Background: Osteoarthritis of the hands is a prevalent musculoskeletal disease with a considerable effect on patients’ lives, but knowledge and research results in the field of hand osteoarthritis are limited. Therefore, the Disease Characteristics in Hand OA (DICHOA) initiative was founded in early 2005 with the aim of addressing key issues and facilitating research into hand osteoarthritis.

Objective: To review and discuss current knowledge on hand osteoarthritis with regard to aetiopathogenesis, diagnostic criteria, biomarkers and clinical outcome measures.

Methods: Recommendations were made based on a literature review.

Results: Outcomes of hand osteoarthritis should be explored, including patient perspective on the separate components of disease activity, damage and functioning.
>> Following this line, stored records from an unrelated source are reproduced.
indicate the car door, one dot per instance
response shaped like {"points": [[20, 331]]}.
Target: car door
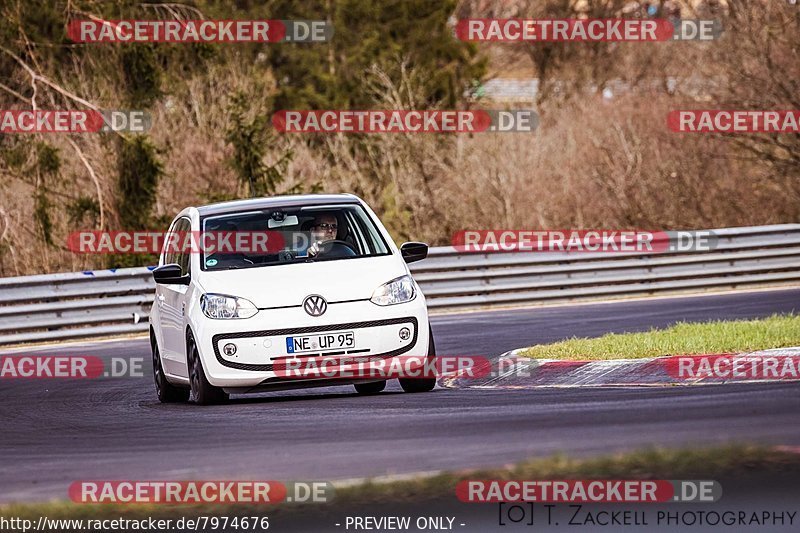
{"points": [[172, 304]]}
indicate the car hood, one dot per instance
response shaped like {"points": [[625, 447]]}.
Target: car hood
{"points": [[288, 285]]}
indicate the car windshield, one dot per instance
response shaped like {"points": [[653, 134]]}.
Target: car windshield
{"points": [[290, 235]]}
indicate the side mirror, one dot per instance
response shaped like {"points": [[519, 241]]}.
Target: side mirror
{"points": [[170, 275], [414, 251]]}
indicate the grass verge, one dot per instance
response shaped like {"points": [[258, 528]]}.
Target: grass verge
{"points": [[737, 336], [705, 463]]}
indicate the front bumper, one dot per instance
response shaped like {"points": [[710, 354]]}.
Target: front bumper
{"points": [[261, 346]]}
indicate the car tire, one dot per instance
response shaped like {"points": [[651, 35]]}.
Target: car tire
{"points": [[370, 388], [425, 384], [201, 392]]}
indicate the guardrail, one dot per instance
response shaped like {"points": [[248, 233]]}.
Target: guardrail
{"points": [[102, 303]]}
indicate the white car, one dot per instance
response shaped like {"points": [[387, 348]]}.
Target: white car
{"points": [[337, 286]]}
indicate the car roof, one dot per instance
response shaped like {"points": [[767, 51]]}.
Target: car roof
{"points": [[298, 200]]}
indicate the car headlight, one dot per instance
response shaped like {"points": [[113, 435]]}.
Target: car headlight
{"points": [[396, 291], [225, 307]]}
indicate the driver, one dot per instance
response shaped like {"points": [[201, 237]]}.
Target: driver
{"points": [[325, 228]]}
All imaging techniques should be cross-validated for hand osteoarthritis with clinical status, including disease activity, function and performance, biomarkers and long-term outcome. New imaging modalities are available and need scoring systems and validation. The role of biomarkers in hand osteoarthritis has to be defined.

Conclusion: Future research in hand osteoarthritis is warranted.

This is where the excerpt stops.